Croatian Democratic Union (HDZ) leader Tomislav Karamarko said on Thursday that his party would not give up on the present number of counties in negotiations with the Bridge party on the formation of government.

"Negotiations are under way and we'll see what the other side says. We won't give up on the present number of counties, but we would like to see what the alternative is. If the alternative is regions, then we are against. If we are to abolish the counties, then it's better to keep just towns and municipalities. Why would we have regions then?" Karamarko told reporters while leaving the HDZ headquarters where the two parties' teams of experts were discussing the proposed reform of public administration.

Asked what Bridge's rationale was for the reduction of the number of counties, he said that it was yet to be heard. "Maybe the counties need to be redefined or streamlined to make them cheaper and more effective or the number of employees should be reduced. All this can be discussed because the state apparatus is too heavy and it burdens the real sector, the economy, but no reductions can be made overnight. There is also a possibility of counties being merged, but regions are out of the question because they would lead us back to the 19th century and the division of Croatia."

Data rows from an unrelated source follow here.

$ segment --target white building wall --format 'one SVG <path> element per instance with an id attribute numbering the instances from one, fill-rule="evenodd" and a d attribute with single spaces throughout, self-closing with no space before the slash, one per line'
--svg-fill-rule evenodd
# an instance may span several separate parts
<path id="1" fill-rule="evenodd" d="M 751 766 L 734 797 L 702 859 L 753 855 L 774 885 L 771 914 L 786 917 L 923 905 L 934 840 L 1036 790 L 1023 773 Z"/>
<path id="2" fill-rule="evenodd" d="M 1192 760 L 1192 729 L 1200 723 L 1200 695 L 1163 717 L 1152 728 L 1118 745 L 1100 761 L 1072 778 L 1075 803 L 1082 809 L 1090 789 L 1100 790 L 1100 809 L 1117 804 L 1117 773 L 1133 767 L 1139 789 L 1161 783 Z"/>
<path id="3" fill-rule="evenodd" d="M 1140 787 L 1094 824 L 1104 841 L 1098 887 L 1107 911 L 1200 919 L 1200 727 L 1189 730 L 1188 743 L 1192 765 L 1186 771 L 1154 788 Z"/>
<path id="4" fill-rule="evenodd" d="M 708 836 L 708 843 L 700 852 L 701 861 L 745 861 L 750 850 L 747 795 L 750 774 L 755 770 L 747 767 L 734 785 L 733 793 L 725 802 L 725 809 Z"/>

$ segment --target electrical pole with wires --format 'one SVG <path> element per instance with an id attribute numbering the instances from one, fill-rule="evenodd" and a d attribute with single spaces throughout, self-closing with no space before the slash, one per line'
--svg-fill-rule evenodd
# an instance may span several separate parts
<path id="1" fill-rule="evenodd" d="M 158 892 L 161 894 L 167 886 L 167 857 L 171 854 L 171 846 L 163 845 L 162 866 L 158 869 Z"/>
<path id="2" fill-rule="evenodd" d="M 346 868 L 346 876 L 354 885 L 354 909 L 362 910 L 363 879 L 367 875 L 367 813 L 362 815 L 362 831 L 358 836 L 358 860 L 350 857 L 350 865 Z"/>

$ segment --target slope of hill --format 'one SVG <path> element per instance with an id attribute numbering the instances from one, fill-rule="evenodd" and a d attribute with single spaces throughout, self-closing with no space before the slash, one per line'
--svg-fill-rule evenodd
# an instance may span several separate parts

Commenting on the agreement between the Social Democratic Party (SDP) and the Istrian Democratic Party (IDS) that Istria should be a special region, Karamarko said that "it's an adventure and it's not good," asking what SDP leader and Prime Minister Zoran Milanovic was capable of doing for the three signatures of support from the IDS.

"Istria is a county and has the same status as the other counties. We are in favour of decentralisation, including fiscal decentralisation, but we are against autonomous regions. Where would that lead Croatia? That's out of the question," Karamarko stressed.

Expressing his satisfaction with today's talks, Karamarko said that the HDZ was willing to discuss Bridge's proposal to abolish the posts of deputies to local government leaders, redefine electoral units and reduce the number of legislators. He also agreed with the proposal to reduce the number of municipalities that were not self-sustainable. "We have been proposing that for three or four years, as well as reducing the number of towns."

Karamarko confirmed that he had met with elected representatives of the ethnic minorities a few days ago, including Serbian minority MP Milorad Pupovac and Italian minority MP Furio Radin. He would not say whether the minority MPs would support the HDZ-led coalition, noting that "in future the minorities should always support those who form the government, so that they can represent the interests of their respective minorities, rather than be pushed in advance into one political framework."

"Why would all the Serbs in Croatia support a leftist government, or all the Italians, Czechs or Slovaks? That's not good, but obviously we are still playing by the old rules and we will change that," the HDZ leader said.